IE7 reverses table rows during Insertion.After

I found yet another interesting bug in IE7, related to using Prototype‘s Insertion.After command to insert additional table rows into an existing table. Apparently, IE7 will reverse the order of the table rows being inserted. As a proof of concept, I’ve set up an ie7 table insert bug test page to prove my point.

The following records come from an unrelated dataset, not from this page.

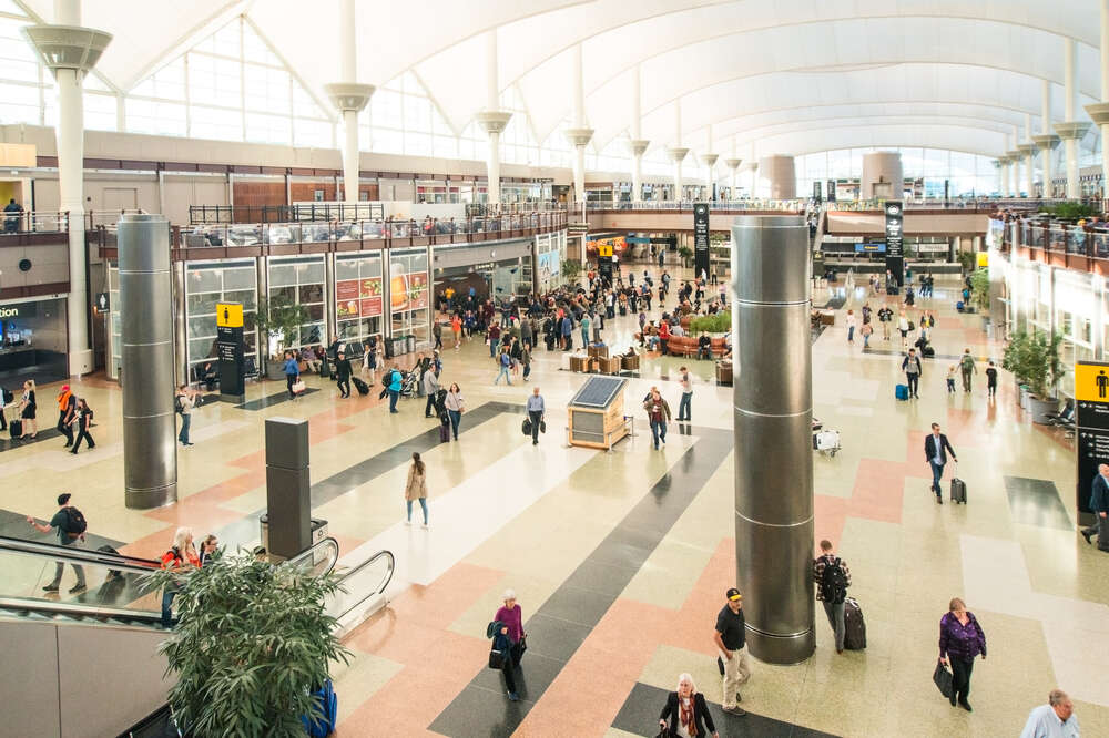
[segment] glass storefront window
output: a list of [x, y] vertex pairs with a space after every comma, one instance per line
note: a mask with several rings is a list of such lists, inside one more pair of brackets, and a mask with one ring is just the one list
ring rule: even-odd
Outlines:
[[381, 337], [385, 312], [381, 255], [335, 257], [335, 319], [339, 340], [363, 341]]

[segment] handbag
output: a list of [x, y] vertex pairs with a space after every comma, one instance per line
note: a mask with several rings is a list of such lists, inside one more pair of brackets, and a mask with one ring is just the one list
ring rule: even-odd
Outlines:
[[936, 683], [939, 693], [947, 699], [955, 694], [955, 676], [944, 666], [943, 662], [936, 662], [936, 670], [932, 673], [932, 680]]

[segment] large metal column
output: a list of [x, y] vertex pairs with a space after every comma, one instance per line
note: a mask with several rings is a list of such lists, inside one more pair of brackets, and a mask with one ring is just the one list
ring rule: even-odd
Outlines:
[[796, 664], [816, 648], [808, 228], [740, 216], [732, 244], [737, 585], [751, 654]]
[[177, 500], [170, 223], [126, 214], [118, 243], [125, 501], [146, 510]]

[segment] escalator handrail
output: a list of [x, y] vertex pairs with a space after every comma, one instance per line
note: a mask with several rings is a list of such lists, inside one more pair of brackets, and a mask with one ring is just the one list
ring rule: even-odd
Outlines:
[[27, 609], [37, 613], [81, 615], [83, 617], [116, 617], [146, 624], [157, 624], [162, 622], [161, 613], [151, 613], [141, 609], [126, 609], [124, 607], [105, 607], [104, 605], [90, 605], [87, 603], [24, 599], [22, 597], [0, 597], [0, 609]]
[[393, 552], [389, 551], [388, 549], [381, 549], [376, 554], [374, 554], [373, 556], [370, 556], [366, 561], [362, 562], [360, 564], [358, 564], [357, 566], [355, 566], [354, 568], [352, 568], [349, 572], [344, 573], [343, 576], [339, 577], [339, 584], [342, 585], [343, 582], [345, 582], [349, 577], [354, 576], [355, 574], [357, 574], [358, 572], [360, 572], [363, 568], [365, 568], [366, 566], [369, 566], [370, 564], [373, 564], [375, 561], [377, 561], [378, 558], [380, 558], [383, 556], [388, 556], [388, 558], [389, 558], [389, 571], [388, 571], [388, 573], [385, 576], [385, 581], [381, 582], [381, 586], [378, 587], [374, 592], [367, 593], [366, 596], [362, 597], [358, 602], [354, 603], [353, 605], [350, 605], [349, 607], [347, 607], [346, 609], [344, 609], [342, 613], [339, 613], [339, 615], [337, 616], [337, 618], [342, 619], [344, 616], [346, 616], [355, 607], [358, 607], [359, 605], [362, 605], [362, 603], [366, 602], [370, 597], [374, 597], [376, 595], [381, 594], [383, 592], [385, 592], [386, 587], [389, 586], [389, 583], [393, 581], [393, 574], [394, 574], [394, 572], [397, 568], [397, 557], [394, 556]]
[[125, 554], [110, 554], [101, 551], [89, 551], [77, 546], [63, 546], [55, 543], [41, 543], [39, 541], [26, 541], [23, 539], [11, 539], [0, 535], [0, 551], [28, 554], [53, 561], [67, 561], [77, 564], [95, 564], [106, 566], [120, 572], [132, 572], [138, 574], [149, 574], [151, 571], [161, 568], [162, 563], [152, 558], [139, 558]]
[[339, 542], [330, 536], [313, 543], [309, 547], [293, 556], [286, 563], [292, 564], [293, 566], [299, 566], [301, 564], [308, 562], [315, 555], [317, 549], [323, 547], [332, 547], [335, 551], [334, 555], [332, 555], [332, 560], [327, 562], [327, 568], [317, 574], [317, 576], [326, 576], [330, 574], [333, 568], [335, 568], [335, 564], [339, 560]]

Here’s how to duplicate this bug.

  1. Create a new web page (we’ll call it test.htm).
  2. Create a <table> and add a few rows.
  3. Give one row a specific id (such as id="insertAfterThis").
  4. Create a separate web page (call it testdata.htm) with more table rows — just the <tr>...</tr>, nothing else.
  5. Add the following JavaScript to run after the window loads:
    new Ajax.Request('testdata.htm', { method:'get', onSuccess:function(transport) { new Insertion.After('insertAfterThis', transport.responseText); } });
  6. Load the test.htm page in Firefox, and see how the rows are inserted in the order they exist in the testdata.htm file.
  7. Load the test.htm page in IE, and see how the order of the rows is reversed.

It’s quite a frustrating bug, because there’s apparently only two ways to work around it:

  1. Figure out a way to add markup that forces IE to add the rows correctly.
    OR
  2. Have IE receive the table rows from your Ajax call in reverse order (so it’ll reverse it again into the correct order).

Considering we’re not even sure if #1 is possible, it’s a very frustrating bug. Some may say it’s a bug with the Prototype library, but I doubt it, since Prototype is simply inserting text — it has no idea there’s a table involved. IE7 reveals yet another illogical bug.